On Thursday, utility workers in coastal areas of Scotland battled with wind speeds reaching 80 miles per hour, striving to restore electricity disrupted by debris damaging utility lines. Approximately 14,000 households were still powerless on Thursday morning.
In Manchester, northwest England, police reported multiple instances of homes being damaged by what appeared to be a “localized tornado” on Wednesday night. The devastation included roofs ripped off buildings and cars damaged by falling trees, with even garden sheds being carried away by the storm.

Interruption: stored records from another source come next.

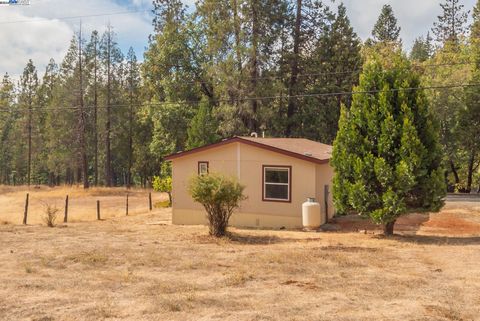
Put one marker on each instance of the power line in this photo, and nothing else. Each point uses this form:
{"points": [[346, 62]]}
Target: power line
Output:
{"points": [[331, 73], [72, 17], [345, 93]]}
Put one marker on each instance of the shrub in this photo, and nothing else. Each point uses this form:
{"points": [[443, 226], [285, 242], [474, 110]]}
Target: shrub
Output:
{"points": [[163, 183], [220, 196], [50, 215]]}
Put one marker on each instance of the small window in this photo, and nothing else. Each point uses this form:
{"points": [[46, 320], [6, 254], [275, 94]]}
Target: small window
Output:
{"points": [[202, 168], [277, 183]]}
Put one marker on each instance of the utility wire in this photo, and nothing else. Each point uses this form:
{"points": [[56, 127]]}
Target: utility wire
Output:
{"points": [[344, 93], [328, 73], [72, 17]]}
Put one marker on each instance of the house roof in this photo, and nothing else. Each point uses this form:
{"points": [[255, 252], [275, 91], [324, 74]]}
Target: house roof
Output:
{"points": [[301, 148]]}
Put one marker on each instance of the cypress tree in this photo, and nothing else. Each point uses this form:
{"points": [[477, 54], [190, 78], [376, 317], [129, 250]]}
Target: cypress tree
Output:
{"points": [[386, 28], [451, 23], [386, 156]]}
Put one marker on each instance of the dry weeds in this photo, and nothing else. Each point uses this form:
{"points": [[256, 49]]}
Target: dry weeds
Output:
{"points": [[126, 269], [82, 204]]}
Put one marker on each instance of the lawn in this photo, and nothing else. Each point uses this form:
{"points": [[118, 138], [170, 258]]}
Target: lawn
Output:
{"points": [[141, 267]]}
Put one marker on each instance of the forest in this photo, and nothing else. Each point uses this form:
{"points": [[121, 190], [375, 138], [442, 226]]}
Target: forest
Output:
{"points": [[281, 68]]}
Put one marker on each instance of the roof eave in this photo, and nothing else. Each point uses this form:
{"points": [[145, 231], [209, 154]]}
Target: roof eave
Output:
{"points": [[248, 142]]}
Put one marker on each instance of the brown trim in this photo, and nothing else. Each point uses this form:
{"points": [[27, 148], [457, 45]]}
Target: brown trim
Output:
{"points": [[290, 183], [251, 143], [203, 162]]}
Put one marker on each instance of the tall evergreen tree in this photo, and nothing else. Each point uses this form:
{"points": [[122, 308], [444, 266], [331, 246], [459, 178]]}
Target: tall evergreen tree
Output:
{"points": [[92, 66], [451, 23], [8, 120], [422, 49], [133, 90], [27, 101], [203, 128], [387, 158], [337, 59], [470, 116], [112, 58], [386, 29]]}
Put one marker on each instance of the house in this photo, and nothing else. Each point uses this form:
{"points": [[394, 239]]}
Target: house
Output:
{"points": [[279, 174]]}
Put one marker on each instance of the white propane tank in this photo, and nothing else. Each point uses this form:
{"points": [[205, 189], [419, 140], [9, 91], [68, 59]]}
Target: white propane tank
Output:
{"points": [[311, 214]]}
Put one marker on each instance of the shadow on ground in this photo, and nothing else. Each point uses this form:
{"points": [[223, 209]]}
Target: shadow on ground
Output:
{"points": [[435, 240]]}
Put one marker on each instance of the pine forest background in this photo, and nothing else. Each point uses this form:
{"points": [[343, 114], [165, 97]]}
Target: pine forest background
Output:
{"points": [[231, 67]]}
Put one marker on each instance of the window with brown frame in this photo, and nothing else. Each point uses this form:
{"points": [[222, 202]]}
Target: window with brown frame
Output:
{"points": [[277, 183], [202, 168]]}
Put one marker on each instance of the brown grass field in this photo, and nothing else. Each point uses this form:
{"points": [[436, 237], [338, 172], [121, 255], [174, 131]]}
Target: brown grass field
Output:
{"points": [[141, 267]]}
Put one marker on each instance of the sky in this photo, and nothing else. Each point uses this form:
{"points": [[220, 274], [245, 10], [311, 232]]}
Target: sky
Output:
{"points": [[34, 31]]}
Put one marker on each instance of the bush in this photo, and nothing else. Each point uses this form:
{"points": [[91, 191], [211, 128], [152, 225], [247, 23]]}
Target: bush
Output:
{"points": [[50, 215], [164, 185], [220, 195]]}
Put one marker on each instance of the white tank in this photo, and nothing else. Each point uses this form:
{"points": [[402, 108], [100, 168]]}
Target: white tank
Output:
{"points": [[311, 215]]}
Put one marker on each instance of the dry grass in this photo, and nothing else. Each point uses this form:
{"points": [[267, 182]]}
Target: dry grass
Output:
{"points": [[127, 269], [82, 204]]}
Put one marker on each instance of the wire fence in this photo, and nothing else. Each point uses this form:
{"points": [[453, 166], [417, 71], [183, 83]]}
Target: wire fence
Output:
{"points": [[30, 206]]}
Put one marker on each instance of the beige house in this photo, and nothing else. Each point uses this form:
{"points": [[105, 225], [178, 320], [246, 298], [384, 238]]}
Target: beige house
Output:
{"points": [[279, 174]]}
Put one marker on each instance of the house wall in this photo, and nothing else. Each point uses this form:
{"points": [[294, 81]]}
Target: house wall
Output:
{"points": [[246, 162]]}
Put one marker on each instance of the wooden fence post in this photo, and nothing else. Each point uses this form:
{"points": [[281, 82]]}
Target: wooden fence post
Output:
{"points": [[98, 210], [26, 211], [126, 206], [65, 217], [150, 200]]}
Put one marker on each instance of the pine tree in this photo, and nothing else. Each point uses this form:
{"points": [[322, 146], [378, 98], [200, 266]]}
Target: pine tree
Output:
{"points": [[8, 119], [387, 158], [92, 66], [112, 58], [337, 58], [27, 100], [470, 116], [133, 88], [422, 49], [386, 29], [451, 23], [46, 96], [203, 128]]}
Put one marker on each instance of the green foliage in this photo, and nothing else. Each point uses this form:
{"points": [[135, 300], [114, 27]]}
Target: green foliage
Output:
{"points": [[422, 49], [203, 128], [451, 23], [386, 29], [163, 183], [387, 157], [220, 196]]}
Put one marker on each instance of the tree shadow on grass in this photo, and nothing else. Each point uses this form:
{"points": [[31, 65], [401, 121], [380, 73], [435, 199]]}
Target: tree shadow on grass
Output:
{"points": [[434, 239], [249, 239]]}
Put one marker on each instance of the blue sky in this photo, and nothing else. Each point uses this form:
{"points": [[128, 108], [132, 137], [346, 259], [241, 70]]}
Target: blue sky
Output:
{"points": [[49, 37]]}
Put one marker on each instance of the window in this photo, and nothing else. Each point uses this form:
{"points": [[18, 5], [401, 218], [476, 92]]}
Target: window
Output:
{"points": [[202, 168], [277, 183]]}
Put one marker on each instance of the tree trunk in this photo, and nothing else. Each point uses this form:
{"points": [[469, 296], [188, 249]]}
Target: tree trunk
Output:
{"points": [[291, 109], [29, 164], [455, 173], [388, 228], [108, 156], [252, 119], [130, 136], [95, 115], [471, 163], [82, 120]]}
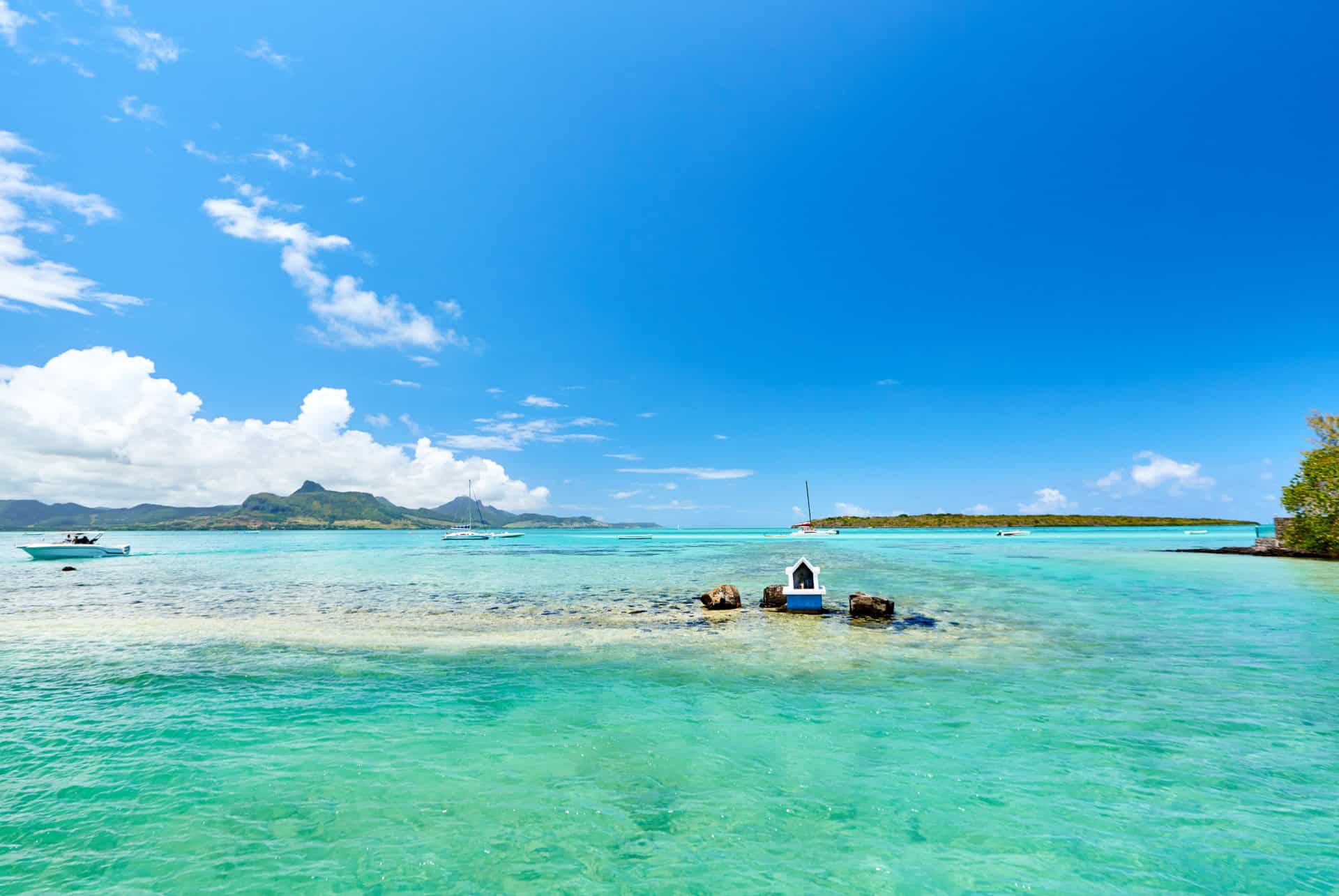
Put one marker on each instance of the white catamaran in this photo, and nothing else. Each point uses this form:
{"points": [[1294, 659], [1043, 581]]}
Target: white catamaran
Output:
{"points": [[805, 529]]}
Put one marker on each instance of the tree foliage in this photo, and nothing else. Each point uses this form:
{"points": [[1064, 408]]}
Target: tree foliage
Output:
{"points": [[1312, 497]]}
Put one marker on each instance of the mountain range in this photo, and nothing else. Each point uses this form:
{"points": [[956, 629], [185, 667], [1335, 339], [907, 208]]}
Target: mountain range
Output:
{"points": [[311, 507]]}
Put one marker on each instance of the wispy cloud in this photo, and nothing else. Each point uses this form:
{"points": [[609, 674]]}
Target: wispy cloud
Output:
{"points": [[130, 107], [151, 47], [695, 472], [262, 50], [349, 314], [26, 278], [1047, 501], [540, 401]]}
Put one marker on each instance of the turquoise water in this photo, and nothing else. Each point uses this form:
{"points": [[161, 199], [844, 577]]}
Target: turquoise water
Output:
{"points": [[285, 711]]}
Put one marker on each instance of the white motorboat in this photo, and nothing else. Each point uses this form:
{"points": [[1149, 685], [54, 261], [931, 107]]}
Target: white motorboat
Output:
{"points": [[75, 545]]}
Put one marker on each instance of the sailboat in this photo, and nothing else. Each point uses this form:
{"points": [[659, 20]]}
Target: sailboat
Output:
{"points": [[465, 532], [805, 529]]}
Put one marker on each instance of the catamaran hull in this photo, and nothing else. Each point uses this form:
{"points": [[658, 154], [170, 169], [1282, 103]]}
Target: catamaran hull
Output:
{"points": [[73, 552]]}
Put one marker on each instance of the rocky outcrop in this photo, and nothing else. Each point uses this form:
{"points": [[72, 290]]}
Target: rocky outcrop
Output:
{"points": [[868, 607], [720, 598]]}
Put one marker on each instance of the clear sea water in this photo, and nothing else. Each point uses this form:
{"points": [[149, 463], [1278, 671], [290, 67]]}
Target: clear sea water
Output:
{"points": [[1074, 711]]}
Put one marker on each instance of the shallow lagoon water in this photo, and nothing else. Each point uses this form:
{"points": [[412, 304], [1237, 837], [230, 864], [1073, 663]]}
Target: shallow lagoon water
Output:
{"points": [[320, 711]]}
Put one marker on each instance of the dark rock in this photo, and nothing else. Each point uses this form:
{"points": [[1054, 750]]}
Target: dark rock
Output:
{"points": [[868, 607], [720, 598]]}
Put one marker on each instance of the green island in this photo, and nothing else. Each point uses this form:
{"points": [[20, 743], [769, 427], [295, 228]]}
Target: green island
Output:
{"points": [[1013, 522], [311, 507]]}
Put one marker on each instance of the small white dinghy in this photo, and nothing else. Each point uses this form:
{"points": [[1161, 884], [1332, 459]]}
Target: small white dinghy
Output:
{"points": [[75, 545]]}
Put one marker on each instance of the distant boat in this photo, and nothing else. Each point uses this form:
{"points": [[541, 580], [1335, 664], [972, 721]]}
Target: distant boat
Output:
{"points": [[73, 547], [465, 532], [805, 529]]}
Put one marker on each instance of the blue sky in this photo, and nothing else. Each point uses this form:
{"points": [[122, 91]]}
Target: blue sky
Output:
{"points": [[927, 256]]}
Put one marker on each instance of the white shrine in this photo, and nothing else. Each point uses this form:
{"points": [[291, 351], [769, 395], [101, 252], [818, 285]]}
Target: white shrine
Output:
{"points": [[803, 591]]}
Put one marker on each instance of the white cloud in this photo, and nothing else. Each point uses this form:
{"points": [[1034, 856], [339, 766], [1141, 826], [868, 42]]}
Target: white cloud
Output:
{"points": [[1047, 501], [205, 154], [151, 47], [1160, 469], [349, 315], [1109, 481], [672, 506], [502, 434], [262, 50], [276, 157], [540, 401], [144, 112], [695, 472], [10, 23], [26, 278], [98, 427]]}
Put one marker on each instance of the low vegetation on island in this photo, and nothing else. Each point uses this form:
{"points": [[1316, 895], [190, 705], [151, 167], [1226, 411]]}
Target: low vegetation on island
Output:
{"points": [[1312, 496], [311, 507], [1013, 522]]}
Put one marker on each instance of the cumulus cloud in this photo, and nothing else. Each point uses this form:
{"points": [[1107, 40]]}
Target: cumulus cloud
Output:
{"points": [[262, 50], [10, 23], [1157, 469], [98, 427], [695, 472], [349, 314], [26, 278], [540, 401], [1047, 501], [151, 47]]}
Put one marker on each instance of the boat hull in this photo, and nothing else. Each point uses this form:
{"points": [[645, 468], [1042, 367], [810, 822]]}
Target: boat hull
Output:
{"points": [[73, 552]]}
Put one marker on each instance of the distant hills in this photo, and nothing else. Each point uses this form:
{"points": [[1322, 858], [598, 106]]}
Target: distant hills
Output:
{"points": [[1013, 522], [311, 507]]}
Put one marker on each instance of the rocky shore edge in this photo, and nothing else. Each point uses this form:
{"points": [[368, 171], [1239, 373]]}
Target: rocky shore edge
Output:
{"points": [[1256, 552]]}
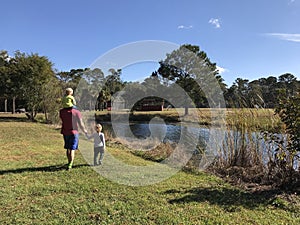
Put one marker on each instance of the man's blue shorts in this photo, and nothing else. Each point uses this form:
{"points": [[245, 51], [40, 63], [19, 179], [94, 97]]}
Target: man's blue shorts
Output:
{"points": [[71, 141]]}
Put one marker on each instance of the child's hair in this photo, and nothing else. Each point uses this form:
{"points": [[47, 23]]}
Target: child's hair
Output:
{"points": [[99, 126], [69, 91]]}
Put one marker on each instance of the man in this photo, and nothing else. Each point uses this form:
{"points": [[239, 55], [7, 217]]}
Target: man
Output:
{"points": [[71, 118]]}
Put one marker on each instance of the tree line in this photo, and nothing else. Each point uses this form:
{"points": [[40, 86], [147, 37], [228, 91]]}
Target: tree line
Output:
{"points": [[30, 81]]}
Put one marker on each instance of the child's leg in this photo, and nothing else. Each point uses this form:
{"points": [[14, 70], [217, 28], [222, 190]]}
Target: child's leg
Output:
{"points": [[101, 155]]}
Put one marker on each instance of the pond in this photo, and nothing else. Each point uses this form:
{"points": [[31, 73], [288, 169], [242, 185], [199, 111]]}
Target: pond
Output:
{"points": [[213, 139]]}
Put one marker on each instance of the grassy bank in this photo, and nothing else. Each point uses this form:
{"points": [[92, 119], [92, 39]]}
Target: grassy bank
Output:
{"points": [[36, 189]]}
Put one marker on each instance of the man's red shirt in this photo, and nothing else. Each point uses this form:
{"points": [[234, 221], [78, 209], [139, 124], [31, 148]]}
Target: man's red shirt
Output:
{"points": [[70, 119]]}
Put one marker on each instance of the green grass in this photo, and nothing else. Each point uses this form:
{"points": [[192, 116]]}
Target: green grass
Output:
{"points": [[36, 189]]}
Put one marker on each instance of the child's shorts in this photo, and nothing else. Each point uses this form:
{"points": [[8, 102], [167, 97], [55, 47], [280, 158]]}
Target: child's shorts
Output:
{"points": [[71, 141]]}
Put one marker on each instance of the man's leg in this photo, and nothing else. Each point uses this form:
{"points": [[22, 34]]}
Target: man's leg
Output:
{"points": [[70, 156]]}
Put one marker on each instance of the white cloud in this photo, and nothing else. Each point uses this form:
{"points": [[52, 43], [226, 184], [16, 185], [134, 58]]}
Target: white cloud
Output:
{"points": [[286, 37], [185, 27], [292, 1], [221, 70], [215, 22]]}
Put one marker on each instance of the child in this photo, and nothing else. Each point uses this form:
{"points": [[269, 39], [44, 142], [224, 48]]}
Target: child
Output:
{"points": [[68, 100], [99, 144]]}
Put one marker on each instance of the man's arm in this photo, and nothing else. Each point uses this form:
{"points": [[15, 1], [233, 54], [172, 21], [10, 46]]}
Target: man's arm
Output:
{"points": [[82, 126]]}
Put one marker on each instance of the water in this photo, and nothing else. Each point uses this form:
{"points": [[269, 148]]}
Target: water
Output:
{"points": [[211, 138]]}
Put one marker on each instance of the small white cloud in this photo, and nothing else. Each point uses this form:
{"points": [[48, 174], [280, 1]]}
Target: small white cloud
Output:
{"points": [[185, 27], [221, 70], [215, 22], [286, 37]]}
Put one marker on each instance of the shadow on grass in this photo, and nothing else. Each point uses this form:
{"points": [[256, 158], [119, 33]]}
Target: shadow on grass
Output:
{"points": [[13, 119], [41, 169], [231, 200]]}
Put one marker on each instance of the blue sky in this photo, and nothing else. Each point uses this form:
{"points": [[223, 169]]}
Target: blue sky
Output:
{"points": [[247, 39]]}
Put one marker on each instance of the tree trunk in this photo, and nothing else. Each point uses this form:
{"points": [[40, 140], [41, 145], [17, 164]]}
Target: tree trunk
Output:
{"points": [[5, 105], [14, 105]]}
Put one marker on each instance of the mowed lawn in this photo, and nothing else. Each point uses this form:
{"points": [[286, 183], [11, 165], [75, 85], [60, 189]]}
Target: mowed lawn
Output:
{"points": [[36, 189]]}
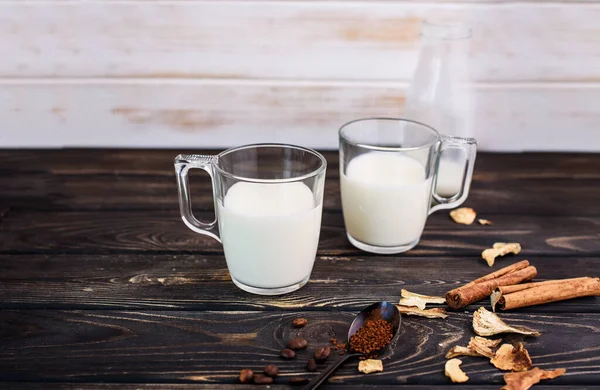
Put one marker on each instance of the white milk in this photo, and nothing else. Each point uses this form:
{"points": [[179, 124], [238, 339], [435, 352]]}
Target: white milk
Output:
{"points": [[449, 177], [385, 198], [270, 233]]}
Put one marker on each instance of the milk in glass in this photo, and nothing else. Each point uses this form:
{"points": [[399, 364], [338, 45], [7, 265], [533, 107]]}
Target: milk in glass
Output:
{"points": [[449, 177], [385, 198], [270, 232]]}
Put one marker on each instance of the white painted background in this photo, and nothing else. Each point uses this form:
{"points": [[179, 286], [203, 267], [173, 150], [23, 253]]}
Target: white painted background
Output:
{"points": [[186, 73]]}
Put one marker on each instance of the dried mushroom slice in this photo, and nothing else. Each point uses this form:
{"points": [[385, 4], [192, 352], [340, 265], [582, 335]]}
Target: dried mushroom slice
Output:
{"points": [[459, 350], [453, 371], [510, 358], [478, 346], [418, 300], [486, 323], [369, 366], [525, 379], [500, 249], [437, 312], [483, 347], [463, 215]]}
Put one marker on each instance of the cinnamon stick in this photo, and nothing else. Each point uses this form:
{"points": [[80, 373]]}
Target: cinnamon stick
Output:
{"points": [[484, 286], [524, 286], [546, 292]]}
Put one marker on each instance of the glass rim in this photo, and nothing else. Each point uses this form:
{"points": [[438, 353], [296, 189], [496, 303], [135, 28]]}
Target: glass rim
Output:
{"points": [[438, 136], [308, 175]]}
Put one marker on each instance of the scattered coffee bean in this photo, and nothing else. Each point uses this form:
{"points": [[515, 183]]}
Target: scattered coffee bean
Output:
{"points": [[322, 353], [246, 375], [311, 365], [288, 354], [261, 379], [297, 343], [271, 370], [299, 322], [298, 381]]}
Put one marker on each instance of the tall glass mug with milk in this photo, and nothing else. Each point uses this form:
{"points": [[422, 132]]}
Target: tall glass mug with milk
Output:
{"points": [[268, 203], [388, 173]]}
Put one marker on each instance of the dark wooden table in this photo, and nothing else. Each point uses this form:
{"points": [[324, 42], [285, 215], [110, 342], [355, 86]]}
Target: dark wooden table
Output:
{"points": [[102, 285]]}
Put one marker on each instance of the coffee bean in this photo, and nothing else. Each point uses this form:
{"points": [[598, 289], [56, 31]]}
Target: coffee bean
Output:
{"points": [[299, 322], [297, 343], [271, 370], [298, 381], [246, 375], [288, 354], [261, 379], [322, 353], [311, 365]]}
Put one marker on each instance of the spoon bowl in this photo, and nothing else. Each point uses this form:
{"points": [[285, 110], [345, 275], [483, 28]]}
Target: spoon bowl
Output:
{"points": [[380, 310]]}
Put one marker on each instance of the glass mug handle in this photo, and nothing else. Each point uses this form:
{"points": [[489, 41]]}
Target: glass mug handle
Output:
{"points": [[183, 163], [469, 147]]}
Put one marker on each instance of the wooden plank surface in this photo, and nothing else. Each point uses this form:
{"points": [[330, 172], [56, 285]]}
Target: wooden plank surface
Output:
{"points": [[208, 113], [146, 231], [157, 162], [120, 291], [339, 40], [117, 192], [212, 347], [201, 282], [111, 180]]}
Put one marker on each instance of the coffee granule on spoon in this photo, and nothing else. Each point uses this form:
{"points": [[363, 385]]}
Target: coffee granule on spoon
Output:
{"points": [[371, 337]]}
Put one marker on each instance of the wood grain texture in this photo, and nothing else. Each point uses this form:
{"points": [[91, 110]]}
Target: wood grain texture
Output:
{"points": [[134, 231], [100, 281], [117, 346], [290, 39], [198, 282], [208, 113]]}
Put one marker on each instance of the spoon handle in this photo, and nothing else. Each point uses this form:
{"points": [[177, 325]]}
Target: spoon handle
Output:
{"points": [[326, 373]]}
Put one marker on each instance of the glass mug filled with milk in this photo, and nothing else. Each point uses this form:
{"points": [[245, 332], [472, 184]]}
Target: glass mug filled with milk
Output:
{"points": [[268, 204], [389, 169]]}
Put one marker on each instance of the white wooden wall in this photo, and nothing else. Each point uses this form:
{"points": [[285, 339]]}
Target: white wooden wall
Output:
{"points": [[186, 73]]}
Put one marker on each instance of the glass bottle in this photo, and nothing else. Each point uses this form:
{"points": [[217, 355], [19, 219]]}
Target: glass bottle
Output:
{"points": [[440, 95]]}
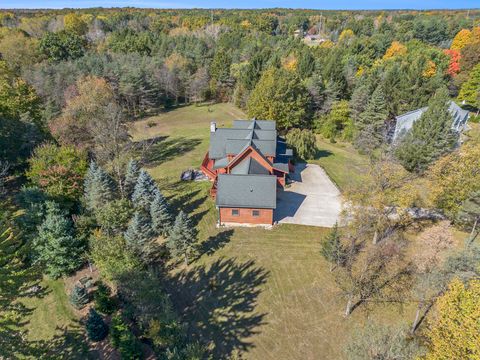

The Met Office, UK’s meteorological authority, identified the phenomenon as a “supercell thunderstorm” featuring a potent rotating updraft, which affected the Greater Manchester area. Due to the severe damage and potential safety hazards, around 100 properties were evacuated, and Greater Manchester Police declared a major incident, although no injuries were reported.
Train services across Scotland suffered considerably, with several routes suspended pending comprehensive network inspections. A train was struck by a falling tree, directly impacting the driver’s cabin, fortunately without causing any injuries.
Additionally, snowfall obstructed various roads in Scotland. Heathrow Airport, the UK’s principal airport, canceled 18 flights on Wednesday, citing air traffic control limitations on domestic routes, and the disruption extended to flights destined for European cities such as Barcelona and Berlin.